A venture capital corporation (MMV) acquired 49% of the voting common shares of the respondent while in interim bankruptcy proceedings and subscribed $1,000 for a large number of non-voting common shares giving it over 99.8% of all the common share equity. It then financed taking the respondent out of bankruptcy proceedings at a modest cost, and transferred a loan portfolio of U.S.$86 million to the respondent, effectively in consideration for secured debt and preferred shares, thereby reducing the equity interest of the five arm’s length holders of 51% of the MMV voting common shares to less than 0.01% and also permitting the use of the respondent’s non-capital losses.
In applying Deans Knight to reverse the Tax Court finding that there was no abuse of s. 111(5), Monaghan JA stated (at paras. 34-35):
The object, spirit and purpose of subsection 111(5) – its rationale – is
“to prevent corporations from being acquired by unrelated parties in order to deduct their unused losses against income from another business for the benefit of new shareholders”.As in Deans Knight, what happened here is exactly what subsection 111(5) seeks to prevent.
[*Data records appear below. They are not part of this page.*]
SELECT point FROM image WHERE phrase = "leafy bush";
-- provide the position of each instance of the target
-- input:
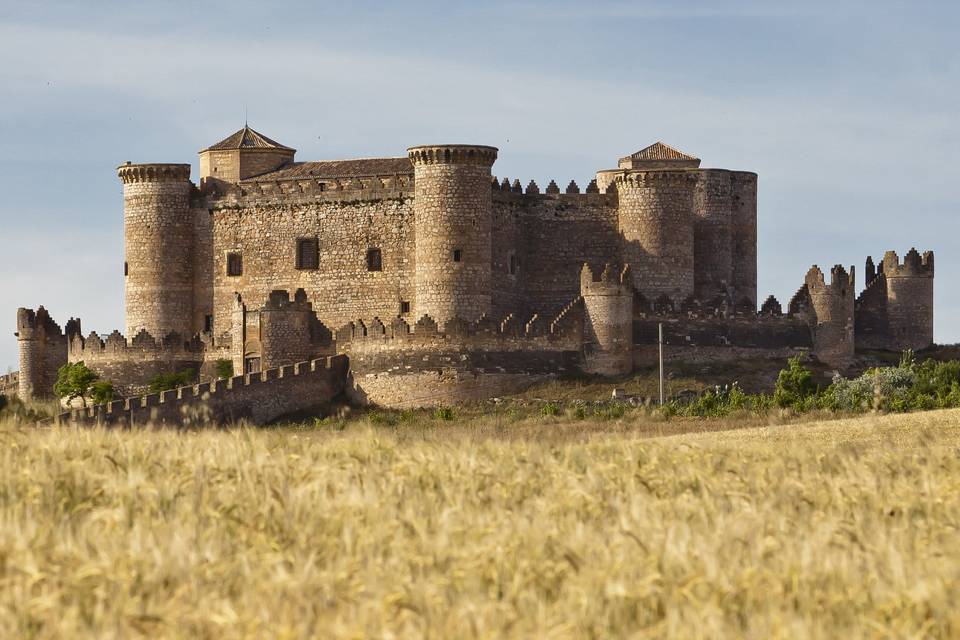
(101, 392)
(549, 409)
(443, 413)
(73, 381)
(169, 381)
(224, 368)
(795, 384)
Regarding the respondent’s submission that the original five voting common shareholders still could have elected a new board that would pay them dividends, Monaghan JA stated (at paras. 45-46):
The power imbalance is self-evident. MMV had the right to demand immediate repayment of the credit facility and to demand redemption of the preferred shares within 30 days. Had it done so, the respondent would have been unable to pay dividends and, once those demands had been met, would have had little, if any, assets of value. Given this, and their collective infinitesimal interest in the respondent, the prospect of the five original shareholders electing directors and paying themselves dividends was illusory.
Put another way, while their common shares provided the five original shareholders with de jure control, they had no effective way to use that control to benefit from the respondent’s losses.